Stellate Services unavailable because of Cloudflare Worker KV outage
- Stellate currently relies on CloudFlare services for parts of our offerings.
- Cloudflare had a global outage of their KV store for ~10 minutes on June 7th, from 6.51 pm to 7.01 pm. They provide a summary of this incident on their own status page at https://www.cloudflarestatus.com/incidents/1mj9jch1tqf9.
Any traffic that resulted in cache misses or cache passes triggered an HTTP/500 error page during that time frame. Traffic directly handled by the edge cache (i.e., cache hits) was not affected.
- ~30% of traffic resulted in cache hits and was served correctly.
- ~70% of traffic resulted in cache misses or passes; these requests returned an HTTP/500 error.

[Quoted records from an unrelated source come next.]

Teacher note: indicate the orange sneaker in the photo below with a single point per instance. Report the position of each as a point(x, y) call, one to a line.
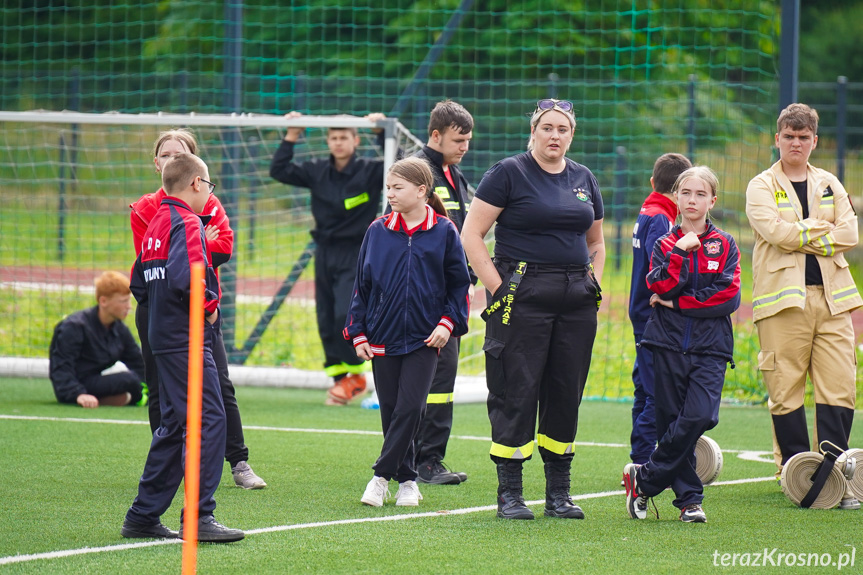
point(346, 389)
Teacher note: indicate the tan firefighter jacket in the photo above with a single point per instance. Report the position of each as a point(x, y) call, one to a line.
point(783, 238)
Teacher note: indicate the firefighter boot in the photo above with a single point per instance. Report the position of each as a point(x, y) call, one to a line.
point(510, 503)
point(558, 502)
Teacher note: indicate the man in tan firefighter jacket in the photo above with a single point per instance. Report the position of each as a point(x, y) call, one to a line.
point(803, 292)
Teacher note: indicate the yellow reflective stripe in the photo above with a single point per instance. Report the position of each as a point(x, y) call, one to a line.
point(553, 445)
point(439, 398)
point(827, 242)
point(844, 293)
point(351, 203)
point(776, 297)
point(443, 192)
point(522, 452)
point(804, 233)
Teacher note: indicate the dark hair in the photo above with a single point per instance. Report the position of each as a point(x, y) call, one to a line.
point(666, 169)
point(449, 114)
point(182, 135)
point(798, 117)
point(418, 172)
point(180, 171)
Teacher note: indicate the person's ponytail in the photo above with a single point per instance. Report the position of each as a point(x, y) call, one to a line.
point(437, 204)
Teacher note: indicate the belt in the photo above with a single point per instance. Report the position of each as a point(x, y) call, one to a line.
point(505, 301)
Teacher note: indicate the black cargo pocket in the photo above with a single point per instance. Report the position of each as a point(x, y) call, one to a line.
point(494, 373)
point(593, 289)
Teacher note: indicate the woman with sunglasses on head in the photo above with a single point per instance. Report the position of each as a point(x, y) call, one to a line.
point(543, 296)
point(220, 244)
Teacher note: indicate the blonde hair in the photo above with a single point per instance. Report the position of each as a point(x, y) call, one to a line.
point(182, 135)
point(110, 283)
point(534, 122)
point(418, 172)
point(703, 173)
point(798, 117)
point(180, 171)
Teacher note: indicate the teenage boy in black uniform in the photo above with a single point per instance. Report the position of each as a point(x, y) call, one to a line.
point(161, 277)
point(450, 130)
point(346, 197)
point(90, 341)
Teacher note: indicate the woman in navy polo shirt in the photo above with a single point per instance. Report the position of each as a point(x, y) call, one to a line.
point(543, 298)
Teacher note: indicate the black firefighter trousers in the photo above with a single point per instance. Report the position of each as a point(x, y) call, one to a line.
point(542, 357)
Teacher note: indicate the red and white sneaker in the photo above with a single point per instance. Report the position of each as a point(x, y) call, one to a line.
point(346, 389)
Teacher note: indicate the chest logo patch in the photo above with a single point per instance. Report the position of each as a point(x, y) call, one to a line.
point(712, 248)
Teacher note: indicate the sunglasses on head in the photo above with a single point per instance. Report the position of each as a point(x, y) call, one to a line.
point(551, 104)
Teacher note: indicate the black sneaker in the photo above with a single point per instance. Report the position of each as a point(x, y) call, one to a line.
point(132, 530)
point(693, 513)
point(436, 473)
point(636, 504)
point(211, 531)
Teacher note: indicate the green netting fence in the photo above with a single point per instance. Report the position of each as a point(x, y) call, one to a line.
point(646, 77)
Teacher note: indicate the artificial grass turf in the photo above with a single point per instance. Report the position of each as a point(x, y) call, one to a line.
point(81, 477)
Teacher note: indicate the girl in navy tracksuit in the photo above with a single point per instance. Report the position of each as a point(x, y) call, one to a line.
point(695, 276)
point(410, 297)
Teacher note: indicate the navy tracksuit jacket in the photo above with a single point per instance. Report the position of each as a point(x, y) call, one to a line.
point(161, 278)
point(691, 344)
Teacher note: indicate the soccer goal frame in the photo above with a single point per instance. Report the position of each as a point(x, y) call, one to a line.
point(228, 125)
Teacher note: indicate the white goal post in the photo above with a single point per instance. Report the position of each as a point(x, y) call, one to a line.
point(81, 170)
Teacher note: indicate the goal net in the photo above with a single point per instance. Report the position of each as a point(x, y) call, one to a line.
point(68, 179)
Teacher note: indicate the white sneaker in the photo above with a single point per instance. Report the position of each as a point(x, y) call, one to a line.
point(246, 478)
point(408, 494)
point(377, 491)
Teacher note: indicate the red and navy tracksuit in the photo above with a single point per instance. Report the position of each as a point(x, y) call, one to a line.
point(220, 250)
point(407, 283)
point(436, 425)
point(161, 278)
point(344, 203)
point(692, 344)
point(655, 219)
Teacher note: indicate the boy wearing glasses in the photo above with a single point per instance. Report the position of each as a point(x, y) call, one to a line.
point(346, 198)
point(220, 245)
point(161, 278)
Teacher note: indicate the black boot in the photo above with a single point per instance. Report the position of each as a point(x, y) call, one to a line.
point(510, 503)
point(558, 503)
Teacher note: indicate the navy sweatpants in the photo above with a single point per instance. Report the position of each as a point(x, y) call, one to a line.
point(402, 383)
point(235, 441)
point(688, 390)
point(164, 468)
point(643, 436)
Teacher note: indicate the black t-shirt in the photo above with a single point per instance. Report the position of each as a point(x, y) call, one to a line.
point(545, 216)
point(813, 271)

We are currently working on a larger infrastructure improvement that will remove the dependency on Cloudflare Worker KV.
Additionally, we will review all possible failure points that could make Stellate core services inaccessible (in the event of a third-party outage) and investigate options for additional redundancies for those services.
All services are back up and running again. We are monitoring the status of our services as well as Cloudflare Worker KV store.
As far as we can tell, Cloudflare Workers KV service, which we depend on, was having a outage of about 5 to 10 minutes. They seem to be back up and running again. We are monitoring the situation and will update our status page as needed.
We are looking into an issue with Stellate right now. We will update this incident as we have more data available.
This incident affected: GraphQL Edge Caching, GraphQL Metrics, GraphQL Rate Limiting, GraphQL Developer Portals, User API, and Admin API.